What the "too low" crowd is afraid of is that low rates created by central bank policy rather than savings sets the economy onto an unsustainable growth path. Because people will not actually have the future spending power that the low rates imply (or would imply, absent central bank meddling), business plans made to take advantage of that future spending will go bust. This is, in very brief form, the Austrian business cycle theory.

(Read more: The Errors of Inflation Hawks, Part I, Part II, Part III)

Lots of people influenced by Austrian economics, directly or indirectly, are under the impression that what we're seeing now is a classic instance of a central bank setting interest rates too low. They assume this is another instance when the Fed is artificially stimulating the economy, which is sure to lead to a boom and subsequent bust.

But, really, the proper way of applying the Austrian business cycle theory to currently circumstances leads to the opposite conclusion. Let's reverse Garrison's example and suppose that we experience a severe technological shock, discovering that a time-consuming production process is much less productive than expected. Future consumption—even diminished future consumption—can now be secured only with more of a sacrifice of current consumption. All other things being equal, interest rates would fall.

There would be, that is, a natural interest rate accelerator in the economy. Falling interest rates would lead to cheaper borrowing costs, encouraging more business investment. The natural interest rate would, in other words, moderate the slowdown caused by the technological shock.

In this circumstance, the great danger posed by central bankers is not that interest rates will be kept too low. It's that they might be kept too high. Investment will be artificially depressed by businesses seeing interest rates continue at the levels that prevailed before the shock. The economy will be put on a path of productivity that is lower than its actual capacity.

To understand what this hypothetical has to do with our current situation, just replace "technological shock" with "downturn in home price appreciation." The severe shock of falling home prices and a fall in long-term expectations in home price appreciation meant that future consumption could only be secured with a greater sacrifice of current consumption. People began to save more and borrow less, deleveraging households because they no longer expected to be able to consume out of income derived from home price appreciation.

The Federal Reserve was actually too slow to react to this because it did not appreciate the magnitude of the slowdown. This meant that monetary policy was too tight for too long. Even when rates came crashing down to low historical standards they were high relative to the rate that would have emerged naturally. And because even when they did fall, short term interest rates could not fall below zero, the interest-rate accelerator was overridden. The economy was set off on the path of underutilization of its capacity.

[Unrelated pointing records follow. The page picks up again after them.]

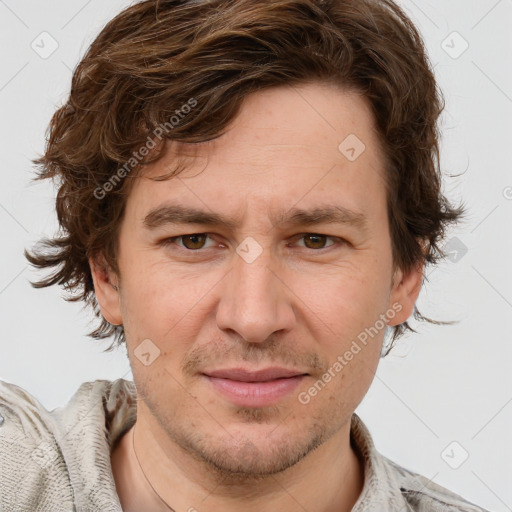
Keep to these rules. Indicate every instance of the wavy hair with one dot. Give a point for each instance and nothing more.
(148, 63)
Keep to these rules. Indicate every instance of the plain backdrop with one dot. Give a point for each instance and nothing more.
(441, 402)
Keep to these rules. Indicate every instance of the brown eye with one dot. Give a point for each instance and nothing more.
(314, 241)
(195, 241)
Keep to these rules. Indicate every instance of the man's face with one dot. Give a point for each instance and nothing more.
(269, 291)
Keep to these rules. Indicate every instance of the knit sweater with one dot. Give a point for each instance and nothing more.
(59, 460)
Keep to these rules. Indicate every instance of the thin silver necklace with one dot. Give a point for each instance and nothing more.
(147, 479)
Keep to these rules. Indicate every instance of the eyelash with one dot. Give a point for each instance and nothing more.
(171, 241)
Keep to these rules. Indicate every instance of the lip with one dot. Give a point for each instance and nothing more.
(245, 375)
(258, 388)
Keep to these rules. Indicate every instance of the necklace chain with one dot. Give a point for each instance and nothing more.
(147, 479)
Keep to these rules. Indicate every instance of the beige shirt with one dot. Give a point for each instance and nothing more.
(59, 461)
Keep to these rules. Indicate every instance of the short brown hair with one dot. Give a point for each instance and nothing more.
(157, 56)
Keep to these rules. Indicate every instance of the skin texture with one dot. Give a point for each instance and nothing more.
(300, 304)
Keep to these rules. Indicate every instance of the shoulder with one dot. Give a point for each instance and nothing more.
(423, 495)
(32, 469)
(40, 450)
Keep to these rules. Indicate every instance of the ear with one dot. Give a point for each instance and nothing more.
(405, 291)
(106, 289)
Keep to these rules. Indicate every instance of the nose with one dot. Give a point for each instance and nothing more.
(256, 301)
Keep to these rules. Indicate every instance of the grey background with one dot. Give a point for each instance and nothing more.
(442, 385)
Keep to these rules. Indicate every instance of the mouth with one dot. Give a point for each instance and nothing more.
(259, 388)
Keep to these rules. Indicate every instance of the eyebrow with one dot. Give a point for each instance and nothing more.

That's the answer to the question we began by asking. How do we know when rates are too low? The answer is that we know they are too low when savings desires are falling but rates are staying low. That is, when rates aren't adjusting downward to reflect changing time preferences. Right now we see nothing of the sort.

What the savings rate tells us.

The chart above shows that our very low interest rates have been matched by personal savings rights at elevated levels. In short, we're getting pretty much what we would expect in a natural interest rate environment. The Fed, which is actually responsible for the rate in our system, seems to be on the right track. Those schooled in Austrian economics should breathe easy.

Today our main problem is that the zero-boundary has broken the accelerator, which means we're stuck on the path of underutilization, or what Paul Krugman calls "the output gap." Quantitative easing is an effort to overcome the zero-bound and step on the accelerator again. A more effective tactic may be permanent tax cuts that would increase income expectations, driving down savings to a level where the natural interest rate would be above zero.